On Mon, Apr 7, 2008 at 3:47 PM, Owen Taylor otaylor@redhat.com wrote:
- It seemed a little less than obvious that you should click on
the "Enable Online Desktop" link to proceed, especially with the browser window sitting there. There wasn't a clear flow that enabling the online desktop was the *first* step.
Should we set the browser homepage to online.gnome.org?
There's no actual content there, just a login and an account settings, so I don't think so for now. If we ever add more of a "home page" it might make sense.
Yeah, I was thinking in perspective there.
Long term, I think we need a wizard type interface when you log in without an account previously specified. (That is dependent on being able to create an "unverified" account without an email round-trip, since otherwise you are bouncing back and forth between the wizard and the browser to check your mail.)
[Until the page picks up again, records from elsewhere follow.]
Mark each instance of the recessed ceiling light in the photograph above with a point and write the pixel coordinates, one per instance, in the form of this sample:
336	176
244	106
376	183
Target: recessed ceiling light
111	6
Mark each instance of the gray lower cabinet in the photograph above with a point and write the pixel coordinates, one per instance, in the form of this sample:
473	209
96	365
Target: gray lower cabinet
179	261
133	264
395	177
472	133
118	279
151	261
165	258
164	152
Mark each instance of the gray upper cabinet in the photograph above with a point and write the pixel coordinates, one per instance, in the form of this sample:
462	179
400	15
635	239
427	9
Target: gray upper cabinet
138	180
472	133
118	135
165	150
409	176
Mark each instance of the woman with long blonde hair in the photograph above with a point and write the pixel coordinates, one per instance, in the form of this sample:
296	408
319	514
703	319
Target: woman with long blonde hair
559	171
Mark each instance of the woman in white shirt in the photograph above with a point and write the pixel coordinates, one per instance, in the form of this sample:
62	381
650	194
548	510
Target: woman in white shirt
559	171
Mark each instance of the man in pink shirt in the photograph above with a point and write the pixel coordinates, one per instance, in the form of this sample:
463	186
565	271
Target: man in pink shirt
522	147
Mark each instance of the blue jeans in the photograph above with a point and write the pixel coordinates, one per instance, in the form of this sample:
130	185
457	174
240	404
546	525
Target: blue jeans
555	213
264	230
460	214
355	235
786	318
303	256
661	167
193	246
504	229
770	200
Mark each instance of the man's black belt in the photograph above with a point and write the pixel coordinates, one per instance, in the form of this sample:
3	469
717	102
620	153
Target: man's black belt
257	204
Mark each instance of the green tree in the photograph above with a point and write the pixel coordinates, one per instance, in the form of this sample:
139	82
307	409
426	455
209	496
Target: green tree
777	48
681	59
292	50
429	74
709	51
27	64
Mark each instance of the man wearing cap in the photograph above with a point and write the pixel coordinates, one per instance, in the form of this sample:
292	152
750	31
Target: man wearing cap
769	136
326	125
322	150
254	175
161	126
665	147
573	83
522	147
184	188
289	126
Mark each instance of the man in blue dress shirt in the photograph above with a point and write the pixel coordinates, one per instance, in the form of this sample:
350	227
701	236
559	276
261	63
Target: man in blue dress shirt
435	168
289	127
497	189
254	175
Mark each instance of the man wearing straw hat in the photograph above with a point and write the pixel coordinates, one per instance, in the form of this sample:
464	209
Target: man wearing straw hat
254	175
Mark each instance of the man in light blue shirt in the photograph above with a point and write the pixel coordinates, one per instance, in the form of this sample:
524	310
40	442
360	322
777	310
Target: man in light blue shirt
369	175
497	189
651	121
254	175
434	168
Make sense in general to me. I'm not sure it should be a wizard dialog though, it could just be a web page displayed in the browser (we start it up by default anyway).
** A "GNOME Online" person appeared in the People stock.
I will try to track this down.
This is going to be a server side fix. (Not saying you ruled out from fixing it for that reason, but there's a lot more setup there!)
Heh ok, I'll focus on the client stuff for now and leave this to someone else ;)
- There was no obvious way to add more people to the people stock.
If there are no online.g.o contacts, a minimal thing would be to have a button to launch Pidgin.
It would be nice to auto-launch Pidgin on login, except for the first login you'd just a screen to setup the accounts.
Perhaps we should have a button which launches/configure Pidgin the first time and once things are configured we start it automatically.
That would be slick.
I will look into it then.
- Hard to find out how to add more stocks to the bigboard
We could split preferences and stocks management. Preferences could be provided by a normal GNOME capplet and stocks configuration by a "Widgets..." menu item (or something).
They are split up now, right? That is, they are parallel items along with Logout in the bigboard menu. A right click menu on the stock headers with "Remove from sidebar" "Add new widget" or whatever might provide an alternate route to get there.
I doubt a right click menu would be more discoverable :/
The idea was to keep it inside the bigboard menu (which the user *has* to discover if nothing else to be able to logout), but labelled more explicitly, "Widgets..." for example. Which would require to split the non-widgets preferences out of that dialog, presumably to a capplet.
Obviously there is some value in keeping all the bigboard preferences together, so I'm not sure it's a good idea.
Hmm, that would introduce some inconstancy with the other browsers. You probably want to be able to explore what apps are there without accidentally launching them?
My feeling is that there is enough information in the main view to be able to explore them. Consistency between the browsers is a good point though.
I guess the question is whether the browser is for exploration or for launching stuff that you already know about.
Yeah. My understanding of the Applications widget is still poor. How does popular applications affect the list exactly? Is there any way to expand the number of items in the widget either manually or on the base of the latest/most used applications (by the local user)?